Ces accusations ne sortent pas de nulle part. Le territoire tchadien a de longue date servi de base arrière aux rébellions centrafricaines ; nombre de chefs rebelles y ont leurs origines, y ont été formés, y résident. Certains, arrêtés au Tchad, se sont « miraculeusement » évaporés des prisons pour réapparaître sur les champs de bataille. La prise de pouvoir de la Séléka, en 2013, reste dans les mémoires comme l'archétype de cet appui transfrontalier.

Face à la charge, N'Djamena a répondu — mais du bout des lèvres. Dans une note datée du 3 juillet, le ministère tchadien des Affaires étrangères dit avoir appris « avec surprise et indignation » ces accusations relayées par « certains médias et réseaux sociaux », et affirme n'avoir « jamais été, n'être pas et ne devoir jamais être partie à une quelconque entreprise subversive dirigée contre un État frère ». Le texte dénonce une « campagne de désinformation », invoque le principe de non-ingérence et balaie tout lien avec la relation entre N'Djamena et Paris.

Problème : ce démenti est loin de faire l'unanimité. Trop court, trop général, publié tardivement, il n'a convaincu ni l'opinion centrafricaine ni une partie de la presse tchadienne. Quand l'accusation est aussi lourde, une mise au point aussi timide finit par sonner, pour beaucoup, comme un aveu de gêne plutôt que comme une réfutation.

D'où le malaise autour de la force mixte tchado-centrafricaine, mise en place en septembre 2025 pour sécuriser la frontière. Au moment où le feu reprend à Am Dafock, cette force reste aux abonnés absents. Une inaction qui interroge : à quoi sert une force conjointe censée garantir la sécurité transfrontalière si elle disparaît précisément quand la frontière s'embrase ?

Quant à la France, elle demeure la cible d'une accusation devenue rituelle sur le continent — celle d'utiliser bases militaires et réseaux de renseignement pour peser sur les affaires intérieures. Le grief, formulé aussi par le Burkina Faso, le Mali et le Niger — qui ont rompu avec Paris —, prospère sur un terreau de défiance que ni les démentis ni les faits ne suffisent à éteindre.

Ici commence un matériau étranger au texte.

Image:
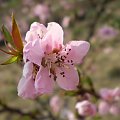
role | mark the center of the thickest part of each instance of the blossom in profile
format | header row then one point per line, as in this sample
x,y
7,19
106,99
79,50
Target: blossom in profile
x,y
86,108
56,104
51,61
107,32
42,11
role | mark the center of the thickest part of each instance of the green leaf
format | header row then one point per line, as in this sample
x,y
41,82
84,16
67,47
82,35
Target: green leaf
x,y
7,35
11,60
16,35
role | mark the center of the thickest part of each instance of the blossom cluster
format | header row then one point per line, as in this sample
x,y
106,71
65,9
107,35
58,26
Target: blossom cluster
x,y
48,61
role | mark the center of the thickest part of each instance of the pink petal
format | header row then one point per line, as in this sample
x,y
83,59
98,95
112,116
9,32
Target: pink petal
x,y
26,87
43,83
37,31
107,94
103,108
33,51
78,50
54,36
115,110
69,80
36,25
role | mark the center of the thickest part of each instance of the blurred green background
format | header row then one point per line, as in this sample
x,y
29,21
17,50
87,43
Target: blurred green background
x,y
97,21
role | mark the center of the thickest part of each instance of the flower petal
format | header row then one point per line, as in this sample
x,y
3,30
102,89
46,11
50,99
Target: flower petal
x,y
78,50
26,87
54,36
43,83
33,52
37,31
69,80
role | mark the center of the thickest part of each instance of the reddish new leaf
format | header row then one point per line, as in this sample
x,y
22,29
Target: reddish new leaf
x,y
16,35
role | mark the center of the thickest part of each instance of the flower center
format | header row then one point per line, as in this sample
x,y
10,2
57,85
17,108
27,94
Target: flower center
x,y
57,59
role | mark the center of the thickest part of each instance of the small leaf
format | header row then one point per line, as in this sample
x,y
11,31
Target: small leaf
x,y
7,35
16,35
11,60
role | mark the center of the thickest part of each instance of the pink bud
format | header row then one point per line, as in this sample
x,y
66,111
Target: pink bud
x,y
55,104
115,110
103,108
85,108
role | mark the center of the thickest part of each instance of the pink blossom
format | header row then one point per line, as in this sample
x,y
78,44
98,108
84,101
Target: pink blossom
x,y
51,60
107,94
42,11
66,21
85,108
55,104
115,110
110,95
103,108
107,32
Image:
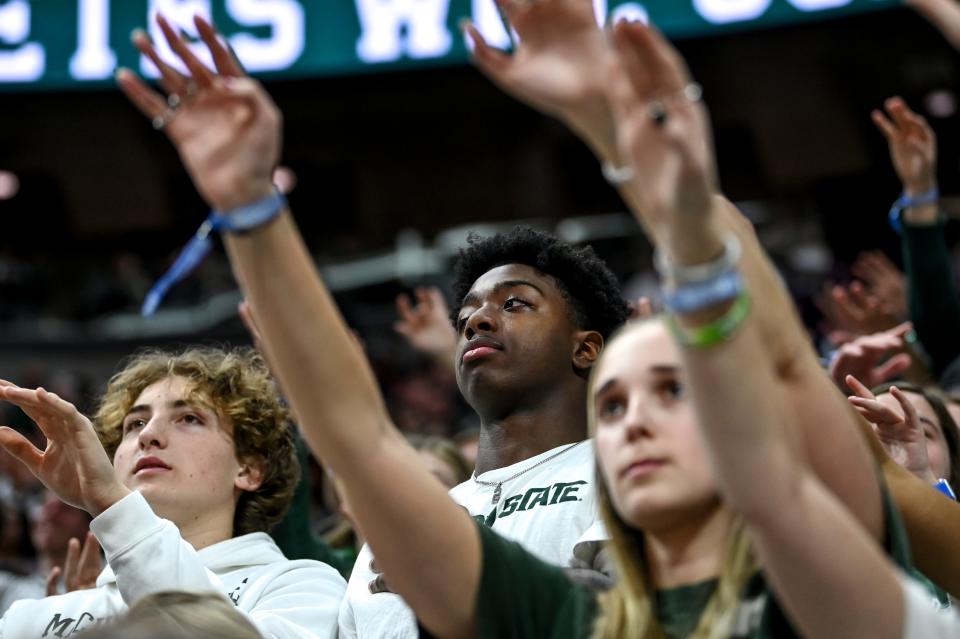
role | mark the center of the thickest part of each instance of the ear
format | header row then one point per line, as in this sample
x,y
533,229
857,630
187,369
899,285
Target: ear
x,y
250,476
587,349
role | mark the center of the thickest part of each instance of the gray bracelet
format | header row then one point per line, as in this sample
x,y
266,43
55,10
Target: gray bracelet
x,y
683,274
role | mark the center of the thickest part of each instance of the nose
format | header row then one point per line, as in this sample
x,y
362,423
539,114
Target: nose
x,y
153,434
480,321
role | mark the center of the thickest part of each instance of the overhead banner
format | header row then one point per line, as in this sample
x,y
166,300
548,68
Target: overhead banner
x,y
75,43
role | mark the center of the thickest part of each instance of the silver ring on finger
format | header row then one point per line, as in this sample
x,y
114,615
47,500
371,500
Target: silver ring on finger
x,y
161,121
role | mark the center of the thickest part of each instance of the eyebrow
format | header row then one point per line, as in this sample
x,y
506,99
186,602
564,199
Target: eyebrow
x,y
146,408
471,297
665,369
660,369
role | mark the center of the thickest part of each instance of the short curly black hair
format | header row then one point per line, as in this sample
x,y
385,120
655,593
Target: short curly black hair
x,y
585,281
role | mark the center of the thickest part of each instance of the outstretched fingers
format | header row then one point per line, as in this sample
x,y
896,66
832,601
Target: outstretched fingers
x,y
634,63
893,367
492,61
886,126
171,80
148,101
201,74
222,56
21,448
858,388
52,578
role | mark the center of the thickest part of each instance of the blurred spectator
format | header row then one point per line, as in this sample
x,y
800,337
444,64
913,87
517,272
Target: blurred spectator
x,y
52,525
178,615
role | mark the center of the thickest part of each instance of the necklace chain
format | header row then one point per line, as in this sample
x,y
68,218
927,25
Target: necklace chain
x,y
499,484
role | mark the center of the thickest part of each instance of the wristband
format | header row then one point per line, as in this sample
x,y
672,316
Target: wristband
x,y
943,486
238,220
249,216
699,272
907,202
697,296
717,331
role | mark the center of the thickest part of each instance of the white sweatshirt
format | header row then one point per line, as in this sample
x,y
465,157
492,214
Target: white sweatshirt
x,y
145,554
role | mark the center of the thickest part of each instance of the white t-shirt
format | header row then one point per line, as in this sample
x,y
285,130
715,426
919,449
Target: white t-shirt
x,y
549,509
923,620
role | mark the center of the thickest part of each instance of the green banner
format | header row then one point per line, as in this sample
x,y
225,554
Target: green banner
x,y
73,43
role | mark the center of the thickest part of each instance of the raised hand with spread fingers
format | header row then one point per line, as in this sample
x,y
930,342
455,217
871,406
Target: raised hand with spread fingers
x,y
869,359
913,151
898,427
73,464
663,132
224,125
557,67
885,281
80,569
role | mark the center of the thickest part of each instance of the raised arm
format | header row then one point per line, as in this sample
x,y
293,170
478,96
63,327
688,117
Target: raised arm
x,y
943,14
932,293
228,135
756,405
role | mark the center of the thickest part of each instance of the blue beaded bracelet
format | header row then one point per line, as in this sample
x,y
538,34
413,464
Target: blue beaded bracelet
x,y
239,220
907,202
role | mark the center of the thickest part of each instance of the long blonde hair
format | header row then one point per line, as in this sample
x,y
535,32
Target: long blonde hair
x,y
627,610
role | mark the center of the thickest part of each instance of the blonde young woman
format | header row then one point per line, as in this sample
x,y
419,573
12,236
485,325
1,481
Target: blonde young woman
x,y
460,577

La RCA risque-t-elle de rebasculer ?

L'offensive d'Am Dafock survient dans un contexte politique électrique : quelques mois à peine après la réélection contestée de Faustin-Archange Touadéra pour un troisième mandat, obtenu dès le premier tour en janvier 2026 après une révision constitutionnelle taillée sur mesure. Une pré-crise politique se superpose ainsi à la menace armée — le cocktail classique des rechutes centrafricaines.

Et l'onde ne s'arrêtera pas à la Vakaga. Si le corridor soudanais s'ouvre durablement, c'est tout le bassin qui vacille : le Tchad, déjà sous pression de la guerre voisine ; le Cameroun et son extrême-nord fragile ; les routes migratoires et de contrebande qui irriguent l'Afrique centrale. Am Dafock n'est pas une périphérie lointaine — c'est le thermomètre d'une région où les frontières ne protègent plus de grand-chose.

Alors oui, l'armée a repoussé l'assaut. Mais une position tenue n'est pas une frontière pacifiée, et une bataille gagnée n'est pas une guerre évitée. Entre un Soudan en flammes qui exporte ses combattants, un Tchad ambigu, des parrains russes et français qui s'observent, et des puissances lointaines qui jouent leur propre partie, la Centrafrique se retrouve, encore, au carrefour des convoitises. La vraie question n'est plus de savoir qui a gagné le 30 juin — mais combien de temps tiendra l'accalmie, et si Am Dafock n'aura pas été la première pierre d'un nouveau conflit.